The 2022 floods became the clearest symbol of that imbalance. Attribution studies found that human-caused climate change likely increased the intense rainfall that fueled the disaster, while broader scientific work has linked the mega-flood to both climatic and human drivers. The destruction was staggering: more than 33 million people affected, around 1.7 million homes damaged or destroyed, and economic losses estimated at roughly $30 billion or more. Pakistan was not hit by “bad weather” alone. It was hit by a warming world.
And the danger has not passed. Pakistan remains exposed to extreme heat, erratic monsoons and glacial risks across the north, where fast warming is accelerating melt and raising the threat of glacial lake outburst floods. Recent reporting on deadly 2025 flooding again tied Pakistan’s disasters to a mix of extreme rainfall and accelerated glacier melt, reinforcing a pattern scientists have been warning about for years. This is what makes the “pays the price” part so sharp: the damage is no longer occasional. It is recurring.
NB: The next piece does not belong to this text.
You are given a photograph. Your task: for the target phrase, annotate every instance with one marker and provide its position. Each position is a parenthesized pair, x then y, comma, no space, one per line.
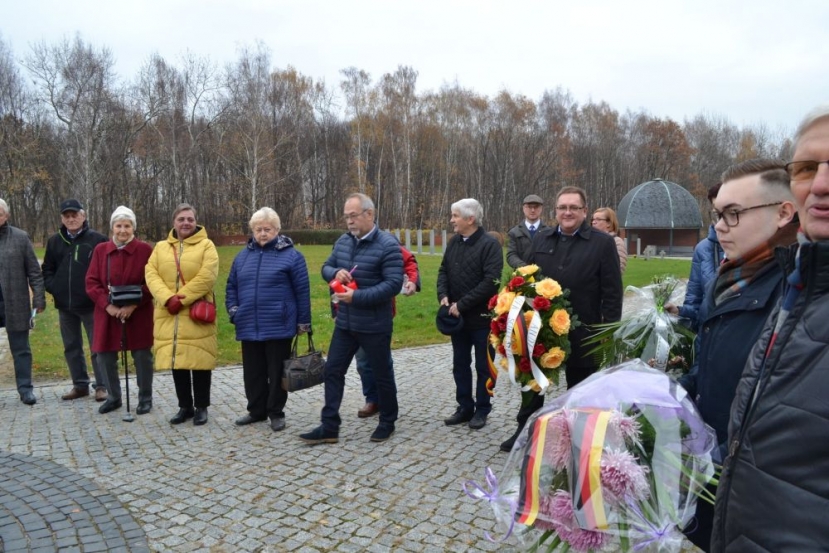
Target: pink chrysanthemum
(623,477)
(626,426)
(557,447)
The second half of the colonialism argument is financial. Pakistan and other vulnerable states have long said climate finance is too slow, too small and too often structured in ways that deepen dependency. Pakistani officials have repeatedly called for grant-based climate finance and faster access to loss-and-damage support, arguing that climate justice cannot mean taking on more debt to recover from disasters driven by global emissions. UN and policy documents echo that concern, pointing to serious barriers in accessing international climate funds even as vulnerability keeps rising.
That is why the phrase “climate colonialism” resonates politically as well as morally. It suggests that the old hierarchy never really disappeared; it just changed form. Wealthy countries industrialized, emitted for decades and built prosperity on carbon-heavy growth. Countries like Pakistan, with far smaller historical responsibility, now face the fallout — and are still expected to navigate a global financial system where money, rules and technology remain concentrated elsewhere. The result is a familiar pattern: those least responsible are left with the hardest adaptation burden.
For Pakistan, then, this is not only an environmental story. It is a development story, a debt story and, frankly, a justice story. The country is being forced to spend scarce resources on survival while richer nations still move too slowly on emissions cuts and climate finance. That is the heart of the complaint — not that Pakistan is uniquely unlucky, but that the global system still allows climate harm to flow downhill, from the historically powerful to the structurally exposed.